Conclusions: We have shown that colonic Insl5 expression is regulated by the gut microbiota and energy availability. We propose that INSL5 is a hormone that could play a role in promoting hepatic glucose production during periods of energy deprivation.

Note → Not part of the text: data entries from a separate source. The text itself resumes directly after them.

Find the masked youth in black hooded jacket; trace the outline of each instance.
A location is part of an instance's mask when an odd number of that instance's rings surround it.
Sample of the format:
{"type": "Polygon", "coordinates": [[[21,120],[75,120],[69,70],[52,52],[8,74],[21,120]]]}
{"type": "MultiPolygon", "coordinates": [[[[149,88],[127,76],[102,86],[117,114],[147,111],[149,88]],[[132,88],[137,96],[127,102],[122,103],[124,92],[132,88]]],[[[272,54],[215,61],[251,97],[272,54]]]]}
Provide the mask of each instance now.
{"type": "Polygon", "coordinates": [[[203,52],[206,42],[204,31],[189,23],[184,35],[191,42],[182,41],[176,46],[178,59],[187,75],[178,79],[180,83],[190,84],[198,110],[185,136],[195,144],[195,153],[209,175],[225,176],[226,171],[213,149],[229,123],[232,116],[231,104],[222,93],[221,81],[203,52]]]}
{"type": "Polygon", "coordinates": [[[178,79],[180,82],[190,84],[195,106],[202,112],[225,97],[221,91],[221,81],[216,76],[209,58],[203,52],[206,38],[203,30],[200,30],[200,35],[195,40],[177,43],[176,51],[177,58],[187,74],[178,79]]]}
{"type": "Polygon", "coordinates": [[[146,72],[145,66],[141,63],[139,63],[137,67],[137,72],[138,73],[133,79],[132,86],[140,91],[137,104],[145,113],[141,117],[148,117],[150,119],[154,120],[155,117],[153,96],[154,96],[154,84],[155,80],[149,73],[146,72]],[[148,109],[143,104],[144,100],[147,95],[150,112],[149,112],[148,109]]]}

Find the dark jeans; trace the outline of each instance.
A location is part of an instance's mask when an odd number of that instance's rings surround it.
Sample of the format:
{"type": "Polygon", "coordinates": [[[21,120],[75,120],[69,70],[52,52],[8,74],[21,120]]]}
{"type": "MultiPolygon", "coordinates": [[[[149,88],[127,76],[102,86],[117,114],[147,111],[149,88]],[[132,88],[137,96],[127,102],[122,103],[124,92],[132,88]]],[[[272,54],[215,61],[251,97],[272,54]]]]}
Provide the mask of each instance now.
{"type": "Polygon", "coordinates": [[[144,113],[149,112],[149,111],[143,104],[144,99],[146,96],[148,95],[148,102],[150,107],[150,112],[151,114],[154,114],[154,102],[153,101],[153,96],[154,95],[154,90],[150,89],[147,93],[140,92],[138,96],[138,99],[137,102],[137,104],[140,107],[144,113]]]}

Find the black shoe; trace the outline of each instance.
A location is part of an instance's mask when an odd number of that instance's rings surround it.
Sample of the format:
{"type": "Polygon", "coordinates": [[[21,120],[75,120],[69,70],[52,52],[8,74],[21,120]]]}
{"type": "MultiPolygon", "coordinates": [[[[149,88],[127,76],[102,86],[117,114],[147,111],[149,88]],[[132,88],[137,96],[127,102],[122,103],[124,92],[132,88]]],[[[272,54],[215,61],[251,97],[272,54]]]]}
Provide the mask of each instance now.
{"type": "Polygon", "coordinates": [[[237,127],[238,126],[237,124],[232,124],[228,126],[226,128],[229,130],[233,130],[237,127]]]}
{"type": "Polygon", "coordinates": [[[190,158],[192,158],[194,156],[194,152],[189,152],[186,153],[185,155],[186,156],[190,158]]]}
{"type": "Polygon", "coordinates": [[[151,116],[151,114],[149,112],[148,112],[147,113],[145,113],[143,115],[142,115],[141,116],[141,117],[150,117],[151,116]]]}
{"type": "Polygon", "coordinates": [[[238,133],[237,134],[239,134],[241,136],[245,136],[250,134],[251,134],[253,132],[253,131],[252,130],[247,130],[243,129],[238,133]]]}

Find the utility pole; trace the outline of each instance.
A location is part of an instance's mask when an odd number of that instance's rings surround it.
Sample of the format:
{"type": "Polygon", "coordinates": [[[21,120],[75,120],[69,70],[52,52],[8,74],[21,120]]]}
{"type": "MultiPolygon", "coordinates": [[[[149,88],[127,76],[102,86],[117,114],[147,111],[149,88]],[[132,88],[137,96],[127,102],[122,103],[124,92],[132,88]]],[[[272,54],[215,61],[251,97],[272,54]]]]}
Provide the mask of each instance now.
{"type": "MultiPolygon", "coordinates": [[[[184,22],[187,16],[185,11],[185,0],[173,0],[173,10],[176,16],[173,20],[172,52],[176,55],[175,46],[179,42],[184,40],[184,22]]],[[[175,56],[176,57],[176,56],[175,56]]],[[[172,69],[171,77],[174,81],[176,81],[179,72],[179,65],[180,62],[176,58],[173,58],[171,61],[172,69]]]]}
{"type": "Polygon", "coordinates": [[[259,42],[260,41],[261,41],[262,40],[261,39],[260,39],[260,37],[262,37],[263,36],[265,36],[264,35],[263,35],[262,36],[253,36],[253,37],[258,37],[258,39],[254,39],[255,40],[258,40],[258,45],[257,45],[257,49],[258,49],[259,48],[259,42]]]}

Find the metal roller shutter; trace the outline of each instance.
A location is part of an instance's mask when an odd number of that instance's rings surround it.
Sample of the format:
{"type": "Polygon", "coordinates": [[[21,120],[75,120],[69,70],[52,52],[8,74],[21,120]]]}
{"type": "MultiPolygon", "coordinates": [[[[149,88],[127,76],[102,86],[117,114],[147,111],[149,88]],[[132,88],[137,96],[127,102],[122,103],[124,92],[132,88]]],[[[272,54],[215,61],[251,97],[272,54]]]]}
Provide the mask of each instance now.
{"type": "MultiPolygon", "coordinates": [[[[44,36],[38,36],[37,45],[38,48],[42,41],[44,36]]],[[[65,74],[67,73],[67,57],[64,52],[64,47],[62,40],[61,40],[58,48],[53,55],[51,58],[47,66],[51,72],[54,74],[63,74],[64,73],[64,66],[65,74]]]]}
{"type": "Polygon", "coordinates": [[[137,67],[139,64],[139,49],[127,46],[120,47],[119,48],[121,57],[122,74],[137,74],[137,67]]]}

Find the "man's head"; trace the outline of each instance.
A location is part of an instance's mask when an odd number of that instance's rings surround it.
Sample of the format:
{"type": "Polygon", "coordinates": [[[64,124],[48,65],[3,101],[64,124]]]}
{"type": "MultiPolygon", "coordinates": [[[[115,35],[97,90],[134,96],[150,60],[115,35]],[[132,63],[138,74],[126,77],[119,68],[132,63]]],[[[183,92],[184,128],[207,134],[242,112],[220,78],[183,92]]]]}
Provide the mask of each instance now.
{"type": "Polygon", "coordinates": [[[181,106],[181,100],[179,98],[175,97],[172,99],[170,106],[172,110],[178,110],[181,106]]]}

Keywords: Colon; Gut microbiota; Insulin-like peptide 5 (INSL5); Liver.

Figure 1

Colonic Insl5 expression is reduced by the gut microbiota and energy availability. Insl5 expression in colon from (A) Swiss Webster GF and CONV-R mice (n = 4–5), (B) Swiss Webster mice after 3 days of antibiotic treatment (Abx) or control (n = 4–6), (C) Swiss Webster GF and CONV-R mice on embryonal day 18 (E18), postnatal days 1 (P1) and 3 (P3) and during weeks 1–8 of their life (1 w–8 w) (n = 5), (D) Swiss Webster GF and CONV-R mice on a standard chow diet or a high-fat diet (HFD) (n = 4–6), (E)Insl5 expression in colon from C57Bl/6 GF and CONV-R mice (n = 4–5), (F) C57Bl/6 GF, CONV-D (GF mice that were conventionalized with a normal gut microbiota for 1, 3 and 7 days) and CONV-R mice (n = 3–4), and (G) C57Bl/6 GF, B. thetaiotaomicron-colonized and CONV-R mice, (n = 3–4). Data are mean ± SEM. *p < 0.05, **p < 0.01, ***p < 0.001. In F, samples were analyzed by one-way ANOVA with post hoc Bonferroni test, where the mean of each test group was compared to the mean of the (GF) control group.

Figure 2

Insl5 expression is detected in the colon and the brain. (A)Insl5 expression in different C57Bl/6 mouse tissues (samples are pooled from n = 3). Si = small intestine; the numbers indicate that the small intestine was divided in eight equal sized pieces labeled 1 (duodenum) to 8 (ileum). Insl5 expression in (B) hypothalamus (n = 13) and (C) brainstem from C57Bl/6 GF and CONV-R mice (n = 5–7). Data are mean ± SEM. *p < 0.05, **p < 0.01.

Figure 3

C57Bl/6 Insl5−/− mice have impaired hepatic glucose production. (A) Oral glucose tolerance test (OGTT) and (B) serum insulin levels after glucose gavage in 12 to 14-week-old C57Bl/6 WT and Insl5−/− mice (n = 7–24). (C) Intraperitoneal glucose tolerance test (IPGTT) and (D) serum insulin levels after glucose injection in Insl5−/− and C57Bl/6 WT mice (n = 10). (E) Insulin tolerance test (ITT) in Insl5−/− and C57Bl/6 WT mice (n = 7). (F) Pyruvate tolerance test (PTT) in Insl5−/− and C57Bl/6 WT mice (n = 9–10). (G) Immunoblot analysis of G6PC in liver tissue from Insl5−/−mice and C57Bl/6 WT mice after a 12 h fast (n = 8–9). (H) G6Pase activity in liver tissue from C57Bl/6 Insl5−/−mice and WT mice after a 12 h fast (n = 6–9). (I) Immunoblot analysis of PEPCK in liver tissue from C57Bl/6 Insl5−/−mice and WT mice after a 12 h fast (n = 8–9). (J) Glycogen levels in liver tissue from Insl5−/−mice and C57Bl/6 WT mice after a 6 and 12 h fast (n = 6–9). Data are mean ± SEM. *p < 0.05, **p < 0.01, ***p < 0.001.